SOUTHWEST makes fine use of its rural setting, creating supple atmosphere from brambles, small islands, and big, shady trees. Eduardo Nunes, the director, likes to track slowly through this environment as though his camera were an invisible participant in the action. It’s a fitting enough realization of the film’s premise, a Ray Bradbury-like fairy tale about a woman who lives her entire life, from birth to death, in a single day. This raises some interesting questions about what gives life permanence and meaning, particularly in the scenes when the heroine interacts with her own mother. Where Clarice has been unrooted in time, her mother is in the middle of a mid-life rut on the day the story takes place. Who is the unluckier woman? The one who has to live indefinitely with her grief or the one who drifts right over it?
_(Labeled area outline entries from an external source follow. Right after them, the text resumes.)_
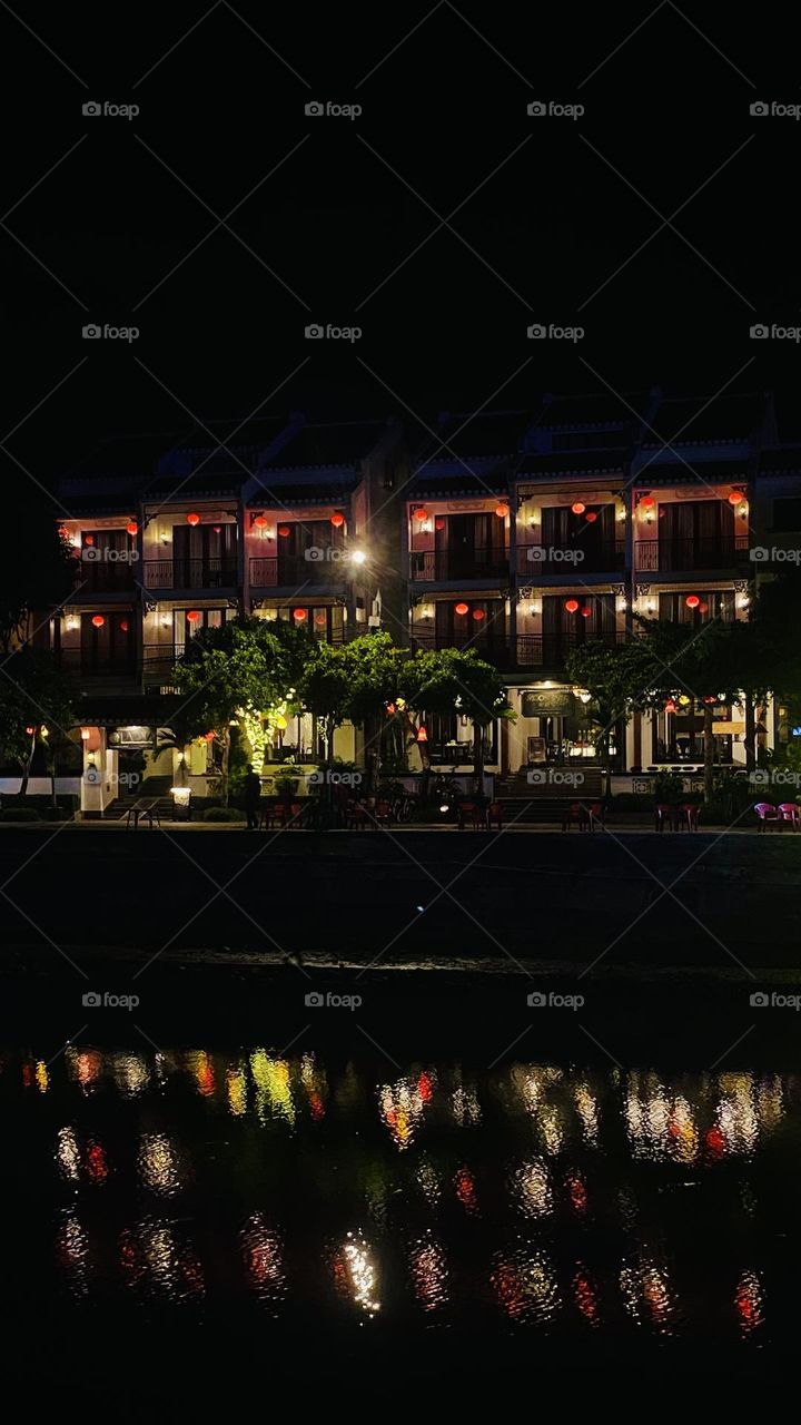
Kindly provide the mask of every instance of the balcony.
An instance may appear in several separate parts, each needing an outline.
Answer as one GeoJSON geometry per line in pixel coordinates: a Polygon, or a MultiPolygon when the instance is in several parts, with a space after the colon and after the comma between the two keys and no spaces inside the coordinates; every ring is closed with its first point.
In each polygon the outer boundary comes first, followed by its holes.
{"type": "Polygon", "coordinates": [[[586,647],[590,643],[601,643],[611,647],[624,640],[626,631],[623,628],[611,628],[609,633],[583,638],[570,633],[520,633],[510,636],[499,634],[495,638],[480,636],[477,638],[469,638],[467,636],[459,638],[456,636],[448,637],[446,634],[439,634],[433,628],[410,636],[412,647],[420,648],[425,653],[430,650],[442,651],[443,648],[472,648],[479,658],[485,658],[486,663],[495,664],[502,671],[526,671],[532,668],[537,673],[559,674],[564,673],[567,654],[574,648],[586,647]]]}
{"type": "Polygon", "coordinates": [[[235,589],[237,560],[145,559],[145,589],[235,589]]]}
{"type": "Polygon", "coordinates": [[[737,569],[748,561],[748,534],[731,539],[643,539],[634,544],[634,569],[640,574],[698,573],[737,569]]]}
{"type": "Polygon", "coordinates": [[[413,583],[446,584],[465,579],[506,579],[509,554],[503,547],[440,549],[412,551],[409,570],[413,583]]]}
{"type": "Polygon", "coordinates": [[[527,580],[540,574],[620,574],[624,561],[624,540],[586,546],[579,543],[517,546],[517,574],[527,580]]]}
{"type": "Polygon", "coordinates": [[[306,584],[343,584],[348,560],[345,550],[314,546],[305,554],[277,554],[251,559],[251,587],[302,589],[306,584]]]}

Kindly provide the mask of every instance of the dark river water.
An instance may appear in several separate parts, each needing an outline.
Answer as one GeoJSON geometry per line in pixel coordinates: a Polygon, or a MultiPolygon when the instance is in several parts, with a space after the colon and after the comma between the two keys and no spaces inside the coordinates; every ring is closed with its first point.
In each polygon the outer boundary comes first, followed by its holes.
{"type": "Polygon", "coordinates": [[[6,1270],[54,1320],[415,1341],[797,1321],[801,1074],[70,1047],[0,1060],[6,1270]]]}

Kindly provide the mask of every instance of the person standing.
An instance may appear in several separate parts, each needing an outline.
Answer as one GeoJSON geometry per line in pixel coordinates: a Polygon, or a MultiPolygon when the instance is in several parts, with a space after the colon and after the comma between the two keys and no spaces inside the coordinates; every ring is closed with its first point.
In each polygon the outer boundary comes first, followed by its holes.
{"type": "Polygon", "coordinates": [[[245,775],[245,815],[248,818],[248,831],[258,831],[259,801],[261,781],[254,772],[252,762],[248,762],[248,771],[245,775]]]}

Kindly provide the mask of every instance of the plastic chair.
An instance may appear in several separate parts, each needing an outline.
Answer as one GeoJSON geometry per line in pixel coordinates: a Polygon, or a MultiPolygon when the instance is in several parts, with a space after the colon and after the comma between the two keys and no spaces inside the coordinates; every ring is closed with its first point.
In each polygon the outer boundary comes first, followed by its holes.
{"type": "Polygon", "coordinates": [[[771,802],[755,802],[754,811],[760,818],[757,824],[757,831],[767,831],[768,826],[778,826],[778,829],[781,831],[782,819],[771,802]]]}

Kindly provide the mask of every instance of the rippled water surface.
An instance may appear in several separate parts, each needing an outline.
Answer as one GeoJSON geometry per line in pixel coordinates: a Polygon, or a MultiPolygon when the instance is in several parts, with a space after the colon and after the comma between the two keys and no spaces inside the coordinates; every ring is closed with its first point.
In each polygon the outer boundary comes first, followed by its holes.
{"type": "Polygon", "coordinates": [[[794,1330],[801,1076],[375,1063],[3,1054],[23,1298],[634,1348],[794,1330]]]}

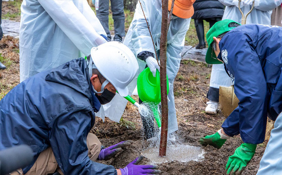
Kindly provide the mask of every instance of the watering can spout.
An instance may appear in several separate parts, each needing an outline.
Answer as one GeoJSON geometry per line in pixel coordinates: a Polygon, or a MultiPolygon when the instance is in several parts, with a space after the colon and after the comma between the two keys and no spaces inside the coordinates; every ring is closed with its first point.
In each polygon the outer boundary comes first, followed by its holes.
{"type": "MultiPolygon", "coordinates": [[[[168,94],[169,80],[167,76],[167,86],[168,94]]],[[[158,104],[161,102],[161,83],[160,72],[158,70],[154,77],[149,68],[145,69],[138,77],[137,87],[139,98],[143,102],[158,104]]]]}

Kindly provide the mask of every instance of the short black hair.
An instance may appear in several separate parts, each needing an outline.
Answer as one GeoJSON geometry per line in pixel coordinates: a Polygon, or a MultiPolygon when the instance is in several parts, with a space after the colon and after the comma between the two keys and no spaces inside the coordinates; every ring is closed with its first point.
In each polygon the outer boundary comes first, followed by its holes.
{"type": "MultiPolygon", "coordinates": [[[[90,61],[90,57],[91,57],[91,54],[87,56],[86,58],[87,62],[89,62],[90,61]]],[[[101,82],[101,84],[103,84],[103,83],[104,83],[106,80],[107,80],[107,79],[105,78],[105,77],[104,77],[103,75],[102,75],[101,73],[100,73],[100,72],[99,71],[99,70],[98,70],[97,69],[92,69],[92,75],[93,75],[93,74],[96,74],[98,75],[98,78],[99,78],[99,79],[100,80],[100,81],[101,82]]]]}
{"type": "MultiPolygon", "coordinates": [[[[237,22],[231,22],[228,25],[229,27],[237,27],[239,26],[240,26],[240,25],[237,23],[237,22]]],[[[218,36],[217,37],[217,38],[222,38],[223,36],[224,36],[226,35],[226,34],[227,34],[228,32],[225,32],[223,34],[220,35],[218,36]]],[[[211,44],[212,49],[213,49],[213,50],[215,51],[217,51],[217,49],[216,49],[216,42],[215,42],[215,41],[212,41],[211,44]]]]}

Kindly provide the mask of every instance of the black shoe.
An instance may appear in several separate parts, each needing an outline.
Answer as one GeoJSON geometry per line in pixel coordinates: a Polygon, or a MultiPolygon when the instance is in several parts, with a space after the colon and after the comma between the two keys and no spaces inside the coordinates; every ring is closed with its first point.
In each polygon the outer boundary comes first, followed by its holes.
{"type": "Polygon", "coordinates": [[[0,69],[6,69],[6,66],[0,62],[0,69]]]}
{"type": "Polygon", "coordinates": [[[200,44],[199,44],[197,45],[197,46],[196,46],[196,49],[201,49],[204,48],[206,48],[206,45],[200,45],[200,44]]]}
{"type": "Polygon", "coordinates": [[[113,37],[113,40],[114,41],[117,41],[120,42],[122,42],[122,37],[119,36],[118,35],[116,35],[113,37]]]}

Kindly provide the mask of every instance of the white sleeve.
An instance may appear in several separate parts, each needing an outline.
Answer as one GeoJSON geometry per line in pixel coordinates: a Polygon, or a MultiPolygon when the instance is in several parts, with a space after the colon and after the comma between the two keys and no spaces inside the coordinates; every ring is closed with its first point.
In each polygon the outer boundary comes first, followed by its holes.
{"type": "Polygon", "coordinates": [[[238,0],[218,0],[222,4],[225,6],[238,5],[238,0]]]}
{"type": "Polygon", "coordinates": [[[282,0],[255,0],[255,8],[263,11],[268,11],[277,7],[282,0]]]}
{"type": "MultiPolygon", "coordinates": [[[[107,42],[97,33],[72,0],[38,0],[38,1],[64,33],[85,55],[90,54],[92,47],[107,42]]],[[[99,22],[97,26],[99,25],[101,25],[99,22]]]]}

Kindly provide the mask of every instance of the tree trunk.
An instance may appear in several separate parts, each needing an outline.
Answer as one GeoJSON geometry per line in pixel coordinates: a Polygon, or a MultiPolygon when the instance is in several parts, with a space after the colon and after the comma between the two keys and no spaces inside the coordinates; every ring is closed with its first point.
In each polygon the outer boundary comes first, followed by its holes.
{"type": "Polygon", "coordinates": [[[168,89],[167,88],[167,45],[168,42],[168,24],[169,18],[169,0],[163,0],[162,29],[160,41],[160,60],[161,78],[161,95],[162,102],[162,128],[160,143],[160,157],[165,156],[167,153],[168,142],[168,127],[169,107],[168,105],[168,89]]]}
The film is at its least convincing when the characters attempt to discuss their situation: Nunes doesn’t seem particularly interested in dialogue or in giving his actors enough mannerisms to make them seem like fully observed personages. The same can be said of Karan Gour, the writer-director of CORRODE, though Gour’s attention to economic realities makes up for his awkwardness in other areas. Before the movie lapses into another retread of Polanski’s REPULSION, this provides some good insight into the lower-middle-class of Mumbai. The central couple, Chhaya and Avrind, worry constantly about improving their station in a manner that seems borne out of their environment. Avrind’s been employed now and then in the fitfully booming construction industry, but the money hasn’t given them anything to build on; Chhaya pines for motherhood, though doctors have told her she has little chance of conceiving. As Avrind foolishly attempts to start his own business (in cloth, which he knows little about), Chhaya begins to obsess over the Hindu goddess Lakshmi. She thinks Lakshmi will grant all her wishes if she can buy a large, expensive sculpture of the goddess; in the end, the obsession drives her mad. While this turn is utterly implausible (among this type of lumpenproletariat, the desire for advancement is stronger and generally more destructive than madness), it allows Gour to experiment with a lot of effects to suggest Chhaya’s mental state.